While we can build on that choice function, significantly improving our abilities to approximate or numerical stability, the limits of that original trinity of laws of thought are still underlying.

The union of RE and coRE is the recursive set, and is where not p implys p and not not p implys p holds.

There is a reason constructivist logic, lambda calculus, and category theory are effectively the same thing.

But for most people it is a challenging path to figure out why.

As single layer perceptrons depend on linearly separable sets, and multilayer perceptrons are not convex, I personally think the constructivist path is the best way to understand the intrinsic limits despite the very real challenges with moving to a mindset that doesn't assume PEM and AC.

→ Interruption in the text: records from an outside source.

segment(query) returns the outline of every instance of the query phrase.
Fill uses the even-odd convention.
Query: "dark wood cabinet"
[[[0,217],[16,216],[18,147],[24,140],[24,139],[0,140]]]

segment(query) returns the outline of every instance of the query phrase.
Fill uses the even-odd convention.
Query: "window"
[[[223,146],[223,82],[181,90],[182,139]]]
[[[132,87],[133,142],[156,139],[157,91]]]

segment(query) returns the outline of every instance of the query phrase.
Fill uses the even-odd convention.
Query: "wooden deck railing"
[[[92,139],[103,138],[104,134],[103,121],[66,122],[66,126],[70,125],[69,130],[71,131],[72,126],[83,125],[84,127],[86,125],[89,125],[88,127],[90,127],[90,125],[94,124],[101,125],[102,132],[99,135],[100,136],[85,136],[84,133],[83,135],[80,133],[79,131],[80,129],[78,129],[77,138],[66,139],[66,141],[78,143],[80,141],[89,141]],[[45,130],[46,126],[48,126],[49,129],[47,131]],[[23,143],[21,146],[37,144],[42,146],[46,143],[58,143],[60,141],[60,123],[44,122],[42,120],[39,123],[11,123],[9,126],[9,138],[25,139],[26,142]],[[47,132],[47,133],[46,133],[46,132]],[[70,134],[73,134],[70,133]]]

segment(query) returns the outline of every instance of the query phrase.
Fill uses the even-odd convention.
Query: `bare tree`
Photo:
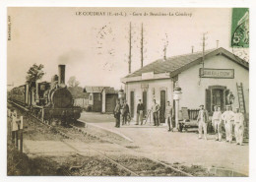
[[[77,81],[76,77],[75,76],[72,76],[69,78],[69,81],[68,81],[68,86],[70,88],[77,88],[79,86],[79,81]]]
[[[36,82],[37,80],[40,80],[42,78],[42,76],[45,74],[43,72],[43,65],[39,64],[33,64],[30,70],[27,72],[27,77],[26,77],[26,83],[27,84],[32,84],[32,82]]]

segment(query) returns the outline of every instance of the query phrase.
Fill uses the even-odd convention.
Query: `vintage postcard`
[[[7,8],[8,176],[248,177],[250,8]]]

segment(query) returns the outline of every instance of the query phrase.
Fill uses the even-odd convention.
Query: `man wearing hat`
[[[153,106],[152,106],[152,112],[153,112],[153,119],[154,119],[154,126],[160,126],[160,106],[159,103],[157,103],[156,99],[153,99]]]
[[[234,136],[236,140],[236,145],[242,145],[244,117],[238,107],[235,109],[235,111],[236,112],[234,113]]]
[[[234,113],[230,105],[225,105],[226,110],[223,113],[222,119],[224,121],[225,141],[231,143],[232,141],[232,120]]]
[[[202,130],[204,130],[204,139],[207,140],[207,122],[208,122],[208,111],[204,109],[204,105],[200,105],[200,110],[197,117],[198,122],[198,139],[202,139]]]
[[[212,124],[215,129],[216,141],[222,141],[222,111],[221,107],[216,105],[212,118]]]
[[[173,109],[172,109],[172,105],[169,104],[169,101],[167,101],[167,105],[165,108],[165,120],[167,120],[168,123],[168,132],[170,132],[172,130],[172,123],[171,123],[171,119],[173,117]]]
[[[139,122],[141,122],[141,125],[143,124],[143,110],[144,110],[144,105],[142,103],[142,100],[139,99],[139,103],[137,105],[136,125],[139,125]]]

There are actually stronger forms of choice in that path, but they simply cannot be assumed.

More trivial examples, even with perfect training data.

An LLM will never be able to tell you unknowable unknowns like 'will it rain tomorrow' or underspecified questions like 'should I driven on the left side of the road'

But it also won't be able to reliably shatter sets for problems that aren't in R with next token prediction, especially with problems that aren't in RE, as even coRE requires 'for any' universal quantification on the right side.

A LLM model will never be total, so the above question applies but isn't sufficient to capture the problem.

While we can arbitrarily assign tokens to natural numbers, that is not unique and is a forgetful functor, which is why compression is considered equivalent to the set shattering I used above for learnability.

The above questions framing with just addition and with an assumption of finite precision is why there is a disconnect for some people.